The guy's eyes all but bulged. His free hand darted out.

"Give it!"

Jack shoved it back into his pocket.

"No."

"You crazy fucker—!"

As the guy lunged at Jack, jabbing the bladepoint at his belly, Jack spun away, giving him plenty of room to miss. Not that he was worried about any surprises from the guy. Most of his type had wasted muscles and sluggish reflexes. But you had to respect that saw-toothed knife. It was a mean sucker.

The guy made a clumsy turn and came at Jack again, slashing high this time, at his face. Jack pulled his head back, grabbed the wrist behind the knife as it went by, got a two-handed grip, and twisted. Hard. The guy shouted with pain as he was jerked into an armlock with his weapon flattened between his shoulder blades. He kicked backward, landing a bootheel on one of Jack's shins. Jack winced with pain, gritted his teeth, and kicked the mugger's feet out from under him. As the guy went down on his face, Jack yanked the imprisoned arm back straight and rammed his right sneaker behind the shoulder, pinning him.

And then he stopped and counted to ten.

Jack knew it was at times like these that he was in danger of losing control. The blackness was there on the edges, beckoning him, urging him to go crazy on this guy, to take out all his accumulated anger, frustration, and rage on this one unlucky jerk.

Plenty accumulated during day to day life in this place. And every day it seemed to get a little worse.

The city had become ungovernable. Hardly anyone seemed to have any pride anymore, or possessed enough self-esteem to think anything was beneath them. Rip off an old lady's handbag or a toddler's candy bar. No item too small, no deed too low. Everything was up for grabs. Anything was okay if you got away with it. That was the operating ethic. "Mine" was anything I could take and keep. If you put something down and left it unguarded, it became mine if I could snatch it and make off with it. The civilized people were on the run.

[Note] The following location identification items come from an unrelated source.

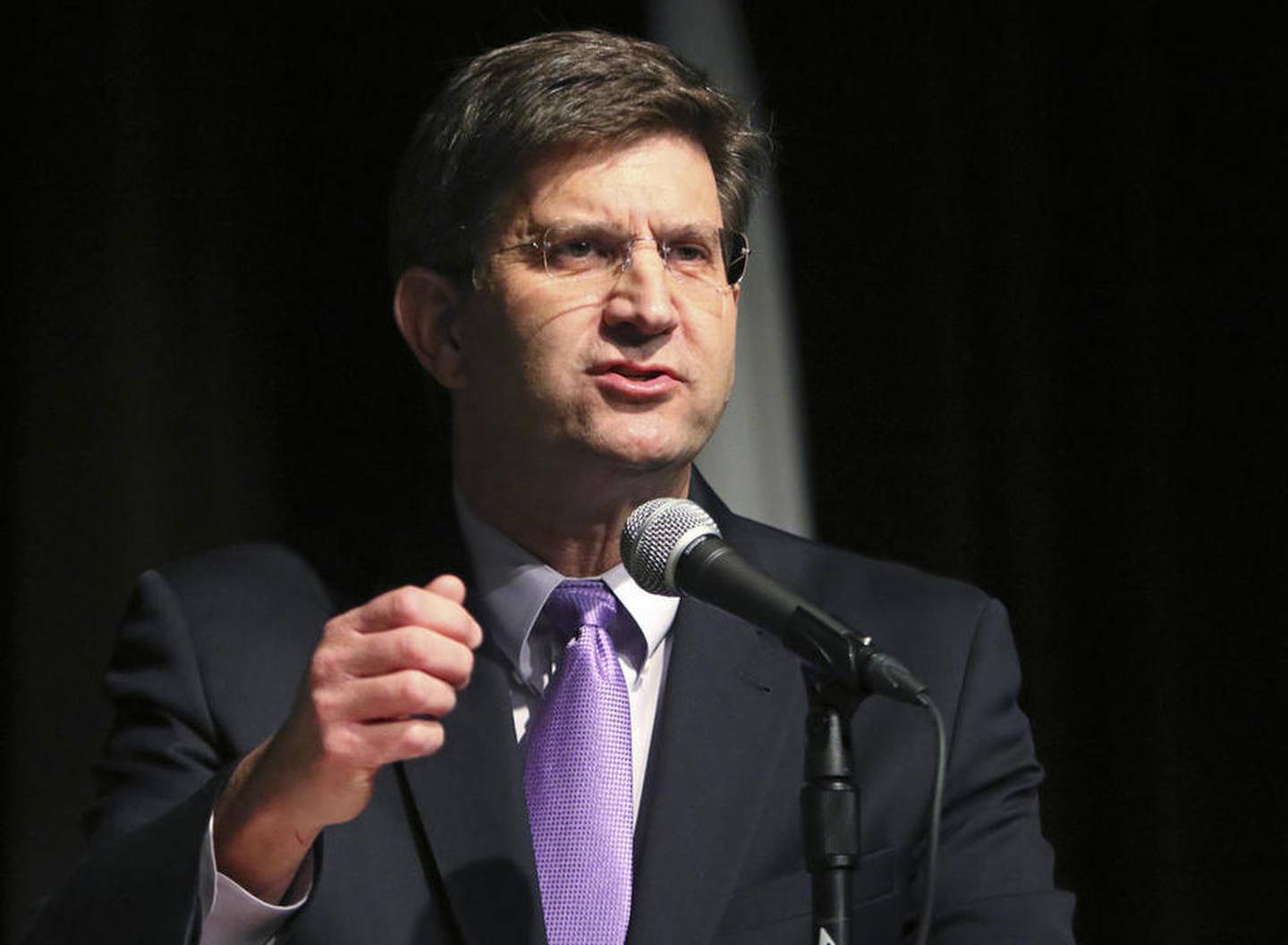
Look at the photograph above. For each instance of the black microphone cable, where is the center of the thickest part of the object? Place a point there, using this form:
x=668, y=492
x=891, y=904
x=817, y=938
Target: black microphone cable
x=660, y=535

Those who could afford to were leaving, others were withdrawing, tightening their range of activities, limiting their hours on the street, in public. And those unfortunates who had to be out on the streets and on the subways, they were fodder. And they knew it.

On the way to the Park tonight Jack had passed car after car with "No Radio" signs in the windows. Every street was flanked with them. It was symptomatic of the city-dwellers' response to the predators. With no faith in City Hall's ability to make the streets safe, they took one more step in the direction they'd been heading over the past couple of decades—they retreated. They removed the radio when they parked their car and took it with them into the steel-doored, barred-windowed fortresses they called home. One more piece of ground surrendered. They'd pulled all their belongings in from the street a generation ago; after having the shrubs repeatedly dug up and carted off from the fronts of their apartment houses, they'd stopped planting them, and they'd chained—chained—the trunks of the few larger ones that remained.

Jack was fed up with retreating. He'd had it up to here with retreating. And when one of these creeps got within reach, like this doughy lump of dung, he wanted to stomp him into the earth, leaving nothing but a wet stain on the ground when he was finished. So when he felt that blackness rising, he did a ten count and willed it back down to wherever it lived. There was a thin line here, one he tip-toed along, one he tried to keep from crossing over. Spend too much time on the far side of that line and you became like them.